«Pour pouvoir briser les tabous, il faut se montrer à visage découvert et parler ouvertement de nos difficultés psychologiques », estime Lysa-Marie. Elle explique que témoigner ainsi est un prérequis pour pouvoir participer au projet, et que beaucoup de participants ont exprimé leur sentiment d’accomplissement après avoir partagé leur histoire de cette manière.
« Je rencontre chaque semaine des personnes qui ont un trouble de la santé mentale, diagnostiqué ou non, ou qui ont traversé une épreuve de vie difficile, développe-t-elle. Ça peut être un deuil, un cancer, une agression, un accident. » Chaque témoignage, accompagné d’une photo, est publié sur Facebook et Instagram.
Selon l’étudiante, parler de son histoire publiquement fait partie du processus de guérison. « Mon intention derrière ce projet est de briser l’isolement des personnes qui souffrent, mais aussi de donner l’espoir qu’il est possible de s’en sortir », développe-t-elle.
Lysa-Marie explique que la stigmatisation de la maladie semble avoir un effet important sur le ressenti des personnes en difficulté, et que deux tiers des personnes souffrant d’une maladie mentale n’iraient pas chercher de l’aide1, en raison des préjugés qui entourent la santé mentale. « Au Québec, il y a encore trois personnes par jour qui se suicident2, c’est un problème au niveau de la société », affirme-t-elle.
À visage humain
Le travailleur autonome Marc-Antoine Charette, qui a participé comme témoin au projet de Lysa-Marie, insiste sur l’aspect bénéfique de la photo prise à la suite de sa rencontre avec l’étudiante. « C’est thérapeutique, raconte-t-il. Je pense que le portrait capté dégage vraiment l’émotion heureuse de la personne, qui se sent libérée d’une charge personnelle. »
D’après lui, accompagner le témoignage d’une photo propose une approche plus humaine et permet de créer un lien entre le participant et le lecteur. « Il faut montrer que la souffrance peut prendre n’importe quel visage », insiste Alexanne Lessard (figurant en une), doctorante en psychologie clinique à l’UdeM, qui a aussi participé au projet.

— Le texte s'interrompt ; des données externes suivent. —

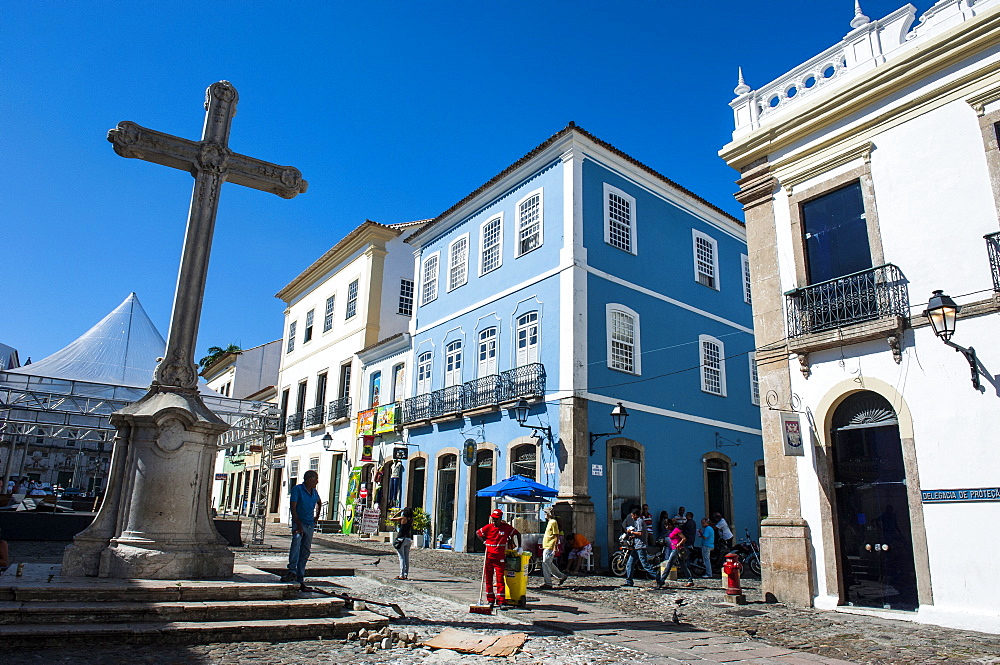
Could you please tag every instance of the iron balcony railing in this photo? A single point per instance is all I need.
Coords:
(993, 249)
(293, 422)
(485, 391)
(525, 381)
(314, 416)
(416, 408)
(339, 408)
(862, 296)
(447, 401)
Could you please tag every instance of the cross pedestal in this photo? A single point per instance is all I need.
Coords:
(155, 521)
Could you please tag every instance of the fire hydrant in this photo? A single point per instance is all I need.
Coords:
(732, 568)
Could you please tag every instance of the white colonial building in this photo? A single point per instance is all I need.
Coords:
(870, 176)
(356, 294)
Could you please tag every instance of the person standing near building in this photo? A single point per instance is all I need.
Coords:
(305, 510)
(723, 532)
(707, 534)
(635, 537)
(553, 531)
(497, 536)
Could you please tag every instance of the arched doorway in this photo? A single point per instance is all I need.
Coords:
(873, 515)
(480, 506)
(444, 502)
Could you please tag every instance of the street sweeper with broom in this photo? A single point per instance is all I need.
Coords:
(497, 536)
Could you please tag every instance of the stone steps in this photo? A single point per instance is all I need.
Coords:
(52, 612)
(189, 632)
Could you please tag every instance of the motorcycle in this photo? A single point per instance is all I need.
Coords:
(654, 556)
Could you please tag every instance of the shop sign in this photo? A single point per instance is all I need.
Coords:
(791, 434)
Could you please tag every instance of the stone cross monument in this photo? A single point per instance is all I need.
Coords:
(155, 521)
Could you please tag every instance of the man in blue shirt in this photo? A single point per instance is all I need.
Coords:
(305, 507)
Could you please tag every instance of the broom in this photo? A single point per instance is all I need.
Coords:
(481, 608)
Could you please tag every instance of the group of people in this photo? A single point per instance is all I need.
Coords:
(681, 533)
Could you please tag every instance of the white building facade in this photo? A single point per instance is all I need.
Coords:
(870, 177)
(357, 293)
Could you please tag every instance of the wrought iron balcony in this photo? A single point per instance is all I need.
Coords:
(993, 249)
(485, 391)
(293, 422)
(862, 296)
(447, 401)
(339, 409)
(524, 381)
(314, 416)
(416, 408)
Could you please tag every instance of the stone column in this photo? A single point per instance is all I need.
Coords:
(573, 504)
(785, 540)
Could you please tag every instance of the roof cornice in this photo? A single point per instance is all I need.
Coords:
(949, 48)
(368, 233)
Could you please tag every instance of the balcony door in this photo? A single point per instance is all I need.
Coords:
(835, 233)
(873, 514)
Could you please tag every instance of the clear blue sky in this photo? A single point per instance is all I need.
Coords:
(393, 111)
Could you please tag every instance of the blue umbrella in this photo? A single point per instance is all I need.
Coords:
(518, 486)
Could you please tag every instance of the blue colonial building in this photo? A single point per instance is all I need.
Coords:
(576, 279)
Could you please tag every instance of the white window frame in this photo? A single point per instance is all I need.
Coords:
(529, 349)
(695, 235)
(425, 364)
(428, 286)
(609, 310)
(482, 244)
(541, 222)
(745, 262)
(705, 369)
(608, 191)
(458, 266)
(453, 363)
(487, 344)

En tant que future thérapeute, Alexanne explique avoir beaucoup réfléchi aux conséquences que pouvait avoir la publication de son témoignage à visage découvert sur les réseaux sociaux.

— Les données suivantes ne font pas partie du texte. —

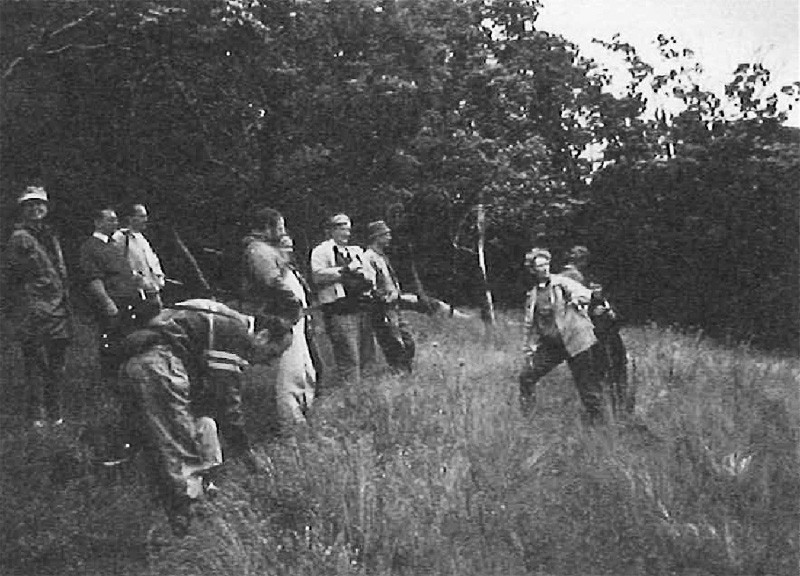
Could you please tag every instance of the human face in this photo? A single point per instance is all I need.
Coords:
(276, 232)
(341, 234)
(540, 269)
(34, 210)
(138, 220)
(383, 240)
(107, 223)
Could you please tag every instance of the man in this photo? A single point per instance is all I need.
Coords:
(115, 292)
(343, 287)
(391, 330)
(143, 260)
(186, 363)
(612, 357)
(558, 328)
(35, 279)
(271, 286)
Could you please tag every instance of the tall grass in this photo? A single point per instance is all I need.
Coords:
(438, 473)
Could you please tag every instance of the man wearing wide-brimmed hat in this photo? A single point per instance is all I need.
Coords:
(391, 329)
(35, 283)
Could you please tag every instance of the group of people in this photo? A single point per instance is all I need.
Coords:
(177, 369)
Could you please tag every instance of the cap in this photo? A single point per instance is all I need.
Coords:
(377, 228)
(578, 253)
(339, 220)
(535, 253)
(33, 193)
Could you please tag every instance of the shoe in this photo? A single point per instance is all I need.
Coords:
(124, 453)
(180, 518)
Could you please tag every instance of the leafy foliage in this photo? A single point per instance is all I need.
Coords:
(398, 109)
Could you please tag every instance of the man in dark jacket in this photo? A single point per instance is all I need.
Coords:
(35, 283)
(186, 364)
(612, 356)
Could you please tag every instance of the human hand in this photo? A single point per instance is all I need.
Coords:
(110, 309)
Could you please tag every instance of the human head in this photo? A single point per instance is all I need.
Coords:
(34, 204)
(537, 261)
(379, 233)
(339, 227)
(578, 256)
(106, 221)
(136, 217)
(286, 244)
(271, 223)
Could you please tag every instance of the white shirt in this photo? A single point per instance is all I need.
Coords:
(141, 257)
(323, 265)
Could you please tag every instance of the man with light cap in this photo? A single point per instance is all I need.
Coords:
(185, 364)
(35, 284)
(558, 328)
(296, 376)
(343, 285)
(143, 260)
(612, 355)
(269, 284)
(391, 329)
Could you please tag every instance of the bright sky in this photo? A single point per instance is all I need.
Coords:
(722, 33)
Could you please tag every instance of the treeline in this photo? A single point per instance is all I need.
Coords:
(414, 112)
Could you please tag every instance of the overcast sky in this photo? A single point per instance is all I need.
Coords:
(722, 33)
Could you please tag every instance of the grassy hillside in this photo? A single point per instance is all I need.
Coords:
(438, 473)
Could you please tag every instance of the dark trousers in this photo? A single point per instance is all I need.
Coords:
(344, 331)
(584, 371)
(612, 360)
(48, 358)
(394, 337)
(112, 330)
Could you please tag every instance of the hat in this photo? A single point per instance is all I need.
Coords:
(535, 253)
(33, 193)
(377, 228)
(578, 253)
(339, 220)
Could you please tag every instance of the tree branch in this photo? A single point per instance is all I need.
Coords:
(36, 48)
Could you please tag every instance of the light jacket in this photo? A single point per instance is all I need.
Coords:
(142, 258)
(265, 288)
(35, 279)
(570, 301)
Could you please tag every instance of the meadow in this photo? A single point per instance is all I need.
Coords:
(438, 473)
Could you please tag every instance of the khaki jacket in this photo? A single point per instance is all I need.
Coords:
(570, 300)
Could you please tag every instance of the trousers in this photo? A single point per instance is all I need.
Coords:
(157, 397)
(584, 372)
(296, 379)
(394, 337)
(43, 394)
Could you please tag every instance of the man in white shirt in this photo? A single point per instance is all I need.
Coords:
(343, 287)
(143, 260)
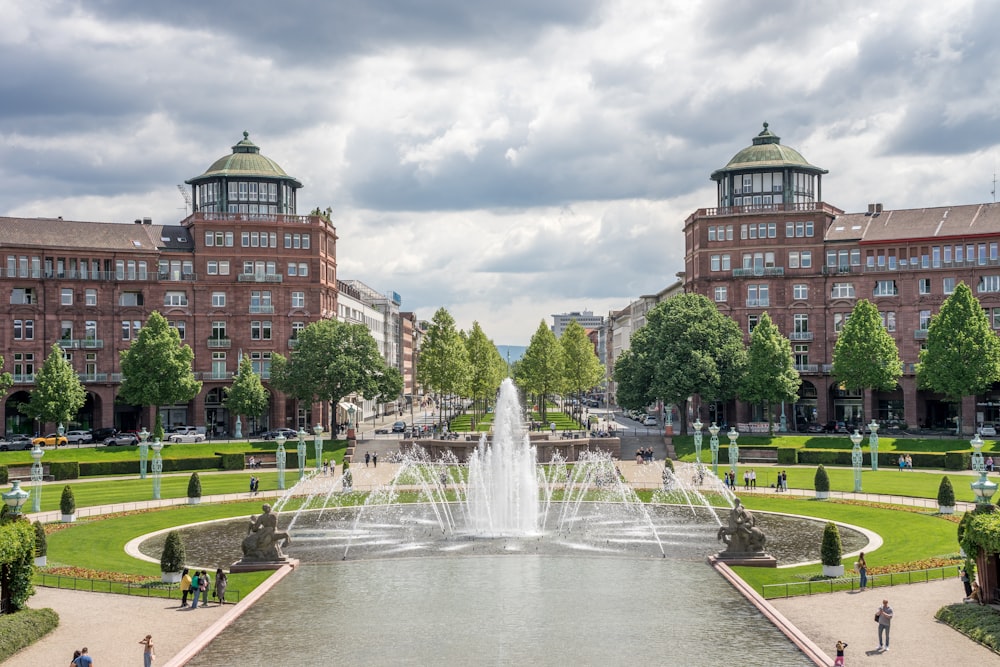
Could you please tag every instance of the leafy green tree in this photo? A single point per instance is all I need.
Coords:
(444, 359)
(58, 394)
(689, 348)
(332, 361)
(156, 368)
(770, 376)
(247, 396)
(582, 369)
(865, 357)
(541, 369)
(962, 357)
(487, 368)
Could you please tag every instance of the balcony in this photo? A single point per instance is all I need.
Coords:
(259, 278)
(759, 271)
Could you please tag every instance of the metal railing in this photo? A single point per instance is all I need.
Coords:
(796, 588)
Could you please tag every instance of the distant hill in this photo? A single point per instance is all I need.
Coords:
(515, 352)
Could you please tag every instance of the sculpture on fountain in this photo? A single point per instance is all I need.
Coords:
(743, 539)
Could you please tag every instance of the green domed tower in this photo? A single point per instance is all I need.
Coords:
(767, 175)
(244, 182)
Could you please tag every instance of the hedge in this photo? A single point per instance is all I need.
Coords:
(24, 628)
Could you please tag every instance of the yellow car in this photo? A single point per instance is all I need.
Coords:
(50, 439)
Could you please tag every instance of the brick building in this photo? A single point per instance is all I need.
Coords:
(239, 276)
(771, 244)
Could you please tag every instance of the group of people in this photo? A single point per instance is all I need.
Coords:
(199, 584)
(644, 455)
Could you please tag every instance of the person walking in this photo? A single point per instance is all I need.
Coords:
(147, 651)
(884, 618)
(221, 581)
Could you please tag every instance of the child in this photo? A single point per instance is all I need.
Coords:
(839, 662)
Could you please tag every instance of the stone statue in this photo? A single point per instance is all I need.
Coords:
(263, 540)
(742, 537)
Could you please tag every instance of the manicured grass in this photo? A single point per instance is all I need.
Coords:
(908, 536)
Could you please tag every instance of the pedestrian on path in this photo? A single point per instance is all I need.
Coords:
(884, 618)
(147, 651)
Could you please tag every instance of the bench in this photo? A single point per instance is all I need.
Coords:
(23, 474)
(263, 460)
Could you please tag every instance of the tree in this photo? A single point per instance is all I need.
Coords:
(770, 376)
(487, 368)
(444, 359)
(865, 356)
(541, 369)
(58, 394)
(962, 356)
(581, 367)
(247, 396)
(688, 348)
(156, 368)
(332, 361)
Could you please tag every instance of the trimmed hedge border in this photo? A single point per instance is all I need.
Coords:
(24, 628)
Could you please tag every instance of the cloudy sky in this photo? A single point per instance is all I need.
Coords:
(505, 160)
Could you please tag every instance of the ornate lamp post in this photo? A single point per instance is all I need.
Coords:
(301, 449)
(697, 439)
(734, 450)
(856, 459)
(873, 444)
(982, 487)
(713, 444)
(143, 452)
(279, 458)
(318, 444)
(157, 468)
(15, 498)
(36, 477)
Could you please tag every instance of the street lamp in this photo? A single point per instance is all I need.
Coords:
(143, 452)
(856, 458)
(157, 468)
(714, 446)
(279, 458)
(15, 498)
(301, 449)
(873, 443)
(318, 444)
(697, 439)
(36, 477)
(734, 450)
(982, 487)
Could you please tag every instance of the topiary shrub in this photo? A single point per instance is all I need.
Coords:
(67, 503)
(946, 494)
(822, 480)
(172, 557)
(194, 486)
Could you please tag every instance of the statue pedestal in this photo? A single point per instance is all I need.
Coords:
(244, 565)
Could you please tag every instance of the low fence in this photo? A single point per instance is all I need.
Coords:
(797, 588)
(148, 589)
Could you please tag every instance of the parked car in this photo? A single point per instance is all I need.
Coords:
(78, 437)
(185, 437)
(15, 443)
(122, 439)
(50, 439)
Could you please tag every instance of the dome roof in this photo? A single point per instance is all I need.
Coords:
(245, 161)
(764, 154)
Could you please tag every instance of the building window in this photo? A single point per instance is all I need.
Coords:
(757, 296)
(842, 291)
(887, 288)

Cependant, elle estime qu’il est important de montrer que la déprime peut toucher n’importe qui et que personne n’est à l’abri de troubles psychologiques, pas même les thérapeutes. « Ça fait partie de l’être humain d’avoir des vulnérabilités, et c’est justement ça qu’on essaye de mettre en avant », explique-t-elle.
Partager sa souffrance
« Ce projet partait tout d’abord de ma propre solitude, développe sa créatrice, Lysa-Marie. Un membre de ma famille s’est suicidé, il avait honte de sa maladie mentale. » L’étudiante explique que cet évènement a été l’élément déclencheur qui l’a conduit à lancer ce projet.
L’idée de pouvoir sensibiliser la population et d’avoir des répercussions positives sur la vie de personnes en difficulté a convaincu Marc-Antoine de participer au projet de la doctorante. « Je ne m’attendais pas à ce que ça me fasse autant de bien, c’est une grosse vague d’amour », raconte-t-il. À la suite de la publication de son témoignage, Marc-Antoine a eu l’occasion d’échanger avec des personnes ayant vécu une expérience similaire à la sienne. « Finalement, ça m’a rappelé que je n’étais pas seul », dit-il.

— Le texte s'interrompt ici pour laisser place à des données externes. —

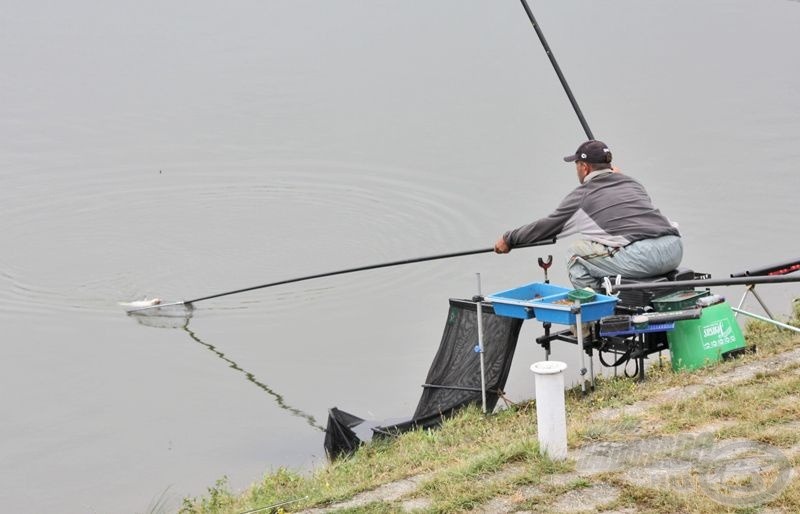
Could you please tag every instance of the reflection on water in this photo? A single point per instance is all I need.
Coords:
(178, 316)
(279, 400)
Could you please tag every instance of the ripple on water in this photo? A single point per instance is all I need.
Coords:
(98, 237)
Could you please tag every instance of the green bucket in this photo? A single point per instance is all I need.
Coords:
(698, 342)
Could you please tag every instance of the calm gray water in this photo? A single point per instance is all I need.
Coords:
(179, 149)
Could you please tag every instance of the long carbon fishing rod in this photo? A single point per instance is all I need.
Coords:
(733, 281)
(552, 57)
(339, 272)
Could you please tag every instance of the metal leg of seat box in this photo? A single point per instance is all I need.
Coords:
(752, 289)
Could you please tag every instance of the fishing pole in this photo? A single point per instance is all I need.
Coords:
(558, 70)
(333, 273)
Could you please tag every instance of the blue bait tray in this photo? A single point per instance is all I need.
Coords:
(538, 300)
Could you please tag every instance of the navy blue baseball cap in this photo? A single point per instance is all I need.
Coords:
(594, 152)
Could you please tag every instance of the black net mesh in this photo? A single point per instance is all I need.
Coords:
(453, 381)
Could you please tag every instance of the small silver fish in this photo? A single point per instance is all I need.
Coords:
(141, 303)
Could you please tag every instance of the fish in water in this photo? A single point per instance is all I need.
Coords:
(136, 304)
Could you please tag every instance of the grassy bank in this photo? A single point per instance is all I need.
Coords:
(474, 460)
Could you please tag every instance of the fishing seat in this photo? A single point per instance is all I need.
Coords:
(635, 299)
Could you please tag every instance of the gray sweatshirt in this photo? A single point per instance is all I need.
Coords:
(610, 208)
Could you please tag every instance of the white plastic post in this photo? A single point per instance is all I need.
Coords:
(480, 344)
(551, 414)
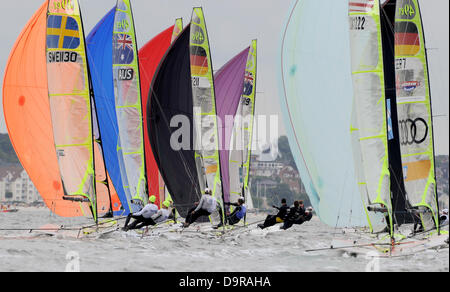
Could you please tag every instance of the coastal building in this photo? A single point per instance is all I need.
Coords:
(16, 186)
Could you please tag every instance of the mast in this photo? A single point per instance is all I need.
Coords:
(415, 113)
(206, 139)
(28, 117)
(70, 102)
(129, 105)
(398, 194)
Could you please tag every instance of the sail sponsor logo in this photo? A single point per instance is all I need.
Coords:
(125, 74)
(413, 131)
(416, 170)
(62, 57)
(62, 32)
(357, 23)
(198, 37)
(406, 10)
(389, 115)
(400, 64)
(407, 40)
(63, 4)
(124, 52)
(122, 25)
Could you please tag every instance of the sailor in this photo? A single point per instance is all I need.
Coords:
(443, 219)
(142, 216)
(239, 212)
(293, 215)
(302, 219)
(205, 207)
(278, 218)
(173, 211)
(161, 216)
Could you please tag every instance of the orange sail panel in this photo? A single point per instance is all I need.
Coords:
(28, 119)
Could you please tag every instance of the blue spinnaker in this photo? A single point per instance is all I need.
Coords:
(99, 48)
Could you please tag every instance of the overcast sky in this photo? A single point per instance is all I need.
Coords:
(232, 24)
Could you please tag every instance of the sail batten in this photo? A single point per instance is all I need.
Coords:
(70, 101)
(169, 118)
(206, 136)
(28, 117)
(150, 56)
(240, 151)
(229, 85)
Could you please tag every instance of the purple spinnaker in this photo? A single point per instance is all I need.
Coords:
(229, 86)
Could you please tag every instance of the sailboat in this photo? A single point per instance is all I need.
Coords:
(390, 129)
(242, 133)
(72, 105)
(29, 116)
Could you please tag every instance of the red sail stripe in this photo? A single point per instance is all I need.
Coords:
(411, 39)
(360, 7)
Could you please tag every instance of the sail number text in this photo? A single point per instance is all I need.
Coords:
(62, 57)
(358, 23)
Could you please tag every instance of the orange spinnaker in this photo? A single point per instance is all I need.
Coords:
(28, 119)
(149, 57)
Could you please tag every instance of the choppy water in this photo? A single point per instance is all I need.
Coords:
(252, 250)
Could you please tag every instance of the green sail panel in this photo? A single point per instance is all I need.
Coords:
(128, 105)
(370, 129)
(70, 101)
(206, 142)
(243, 132)
(414, 111)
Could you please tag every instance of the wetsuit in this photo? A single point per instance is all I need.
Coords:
(205, 207)
(294, 215)
(443, 219)
(274, 219)
(238, 213)
(141, 218)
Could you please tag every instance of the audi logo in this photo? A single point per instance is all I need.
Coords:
(413, 131)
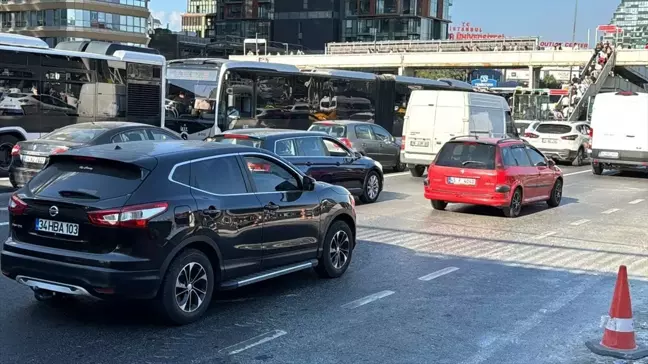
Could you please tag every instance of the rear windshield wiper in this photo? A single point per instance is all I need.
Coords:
(78, 194)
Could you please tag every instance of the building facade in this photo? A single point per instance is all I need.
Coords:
(375, 20)
(121, 21)
(632, 17)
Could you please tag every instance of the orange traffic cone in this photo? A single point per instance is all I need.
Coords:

Alexanne soulève l’importance de s’ouvrir pour guérir. « M’ouvrir à mon entourage a été un des défis quand j’ai vécu mon deuil, étant donné la culture du bonheur dans la société », raconte-t-elle. Humain avant tout permet, selon Alexanne, d’aborder des sujets sensibles touchant beaucoup de monde et s’éloigne de la superficialité des réseaux sociaux.
D’après son expérience, le projet amène les gens à s’arrêter sur les difficultés de leur vie, à se poser les bonnes questions et à aller chercher de l’aide. « Je me suis sentie un peu utile et comprise », conclut-elle.
Minimiser les tabous
Le projet Humain avant tout prend de l’ampleur. Lysa-Marie a déjà récolté 70 témoignages et est régulièrement sollicitée par de nouvelles personnes désireuses de participer au projet. « J’ai l’impression que ça fonctionne et que ça vient toucher les gens », se réjouit-elle. Pour l’étudiante, réduire les tabous autour des problématiques liées à la santé mentale constitue la première étape d’un changement des mentalités.
1. « Faits et statistiques de la santé mentale », Institut universitaire en santé mentale de Montréal.
2. « Le suicide au Québec : 1981 à 2016 – Mise à jour 2019 », Institut national de santé publique du Québec.